Title:Associated Factors with the Severity of Hip Involvement in Spondyloarthritis and Efficacy of TNF α Inhibitors in these Patients
Volume: 18
Issue: 1
Author(s): Maroua Slouma, Safa Rahmouni*, Rim Dhahri, Elhem Cheour, Imen Gharsallah, Leila Metoui and Bassem Louzir
Affiliation:
- Department of Rheumatology, Military Hospital, Tunis, Tunisia
- Tunis El Manar University, Tunis, Tunisia
Keywords:
Hip joint, spondylarthritis, tumor necrosis factor inhibitors, BASMI, lequesne index, TNFi.
Abstract: Introduction: Hip involvement in patients with spondyloarthritis is responsible for disability
and functional impairment. Its treatment is not codified.
Our study aimed to determine the associated factors with moderate and severe hip involvement in
spondyloarthritis patients. It also aimed to assess the efficacy of tumour necrosis factor inhibitors
(TNFi) on hip disease.
Methods: We conducted a cross-sectional study, including 44 spondyloarthritis patients with hip involvement.

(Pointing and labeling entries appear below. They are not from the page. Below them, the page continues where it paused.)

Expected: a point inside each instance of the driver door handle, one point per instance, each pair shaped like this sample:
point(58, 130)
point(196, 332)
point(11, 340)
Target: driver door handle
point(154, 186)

Hip involvement was diagnosed based on radiographic findings. We assessed the following
parameters: Bath Ankylosing Spondylitis Metrology Index (BASMI), Bath Ankylosing
Spondylitis Radiology Index (BASRI), patient global assessment (PGA), and Lequesne index. We
compared these parameters and the mean radiographic joint space width between the time of the
study to those right before the use of TNFi.
Results: Hip involvement was bilateral in 31 patients. The mean age was 44.56±12.21 years. There
were 29 men. Severe and moderate involvement (BASRI-hip>3) was reported in 21 hips from 75
affected. These patients were older and had longer diagnosis delays than patients with BASRI-
hip<3. They had a higher body mass index and more limited spine mobility (BASMI). Functional
hip impairment assessed by the Lequesne index was higher in these patients.
TNFi prescribed in 23 patients with hip involvement, led to an improvement in the Lequesne index
(12.75 vs 7.5, p: 0.001) and PGA (7 vs 2, p: 0.001). However, the mean joint space width remained
unchanged (3.8 vs 3.7mm, p: 0.532).
Conclusion: Our study showed that higher body mass and Lequesne indexes are associated with
moderate and severe hip involvement. TNFi may improve both the Lequesne index and PGA and
stabilize the radiological findings.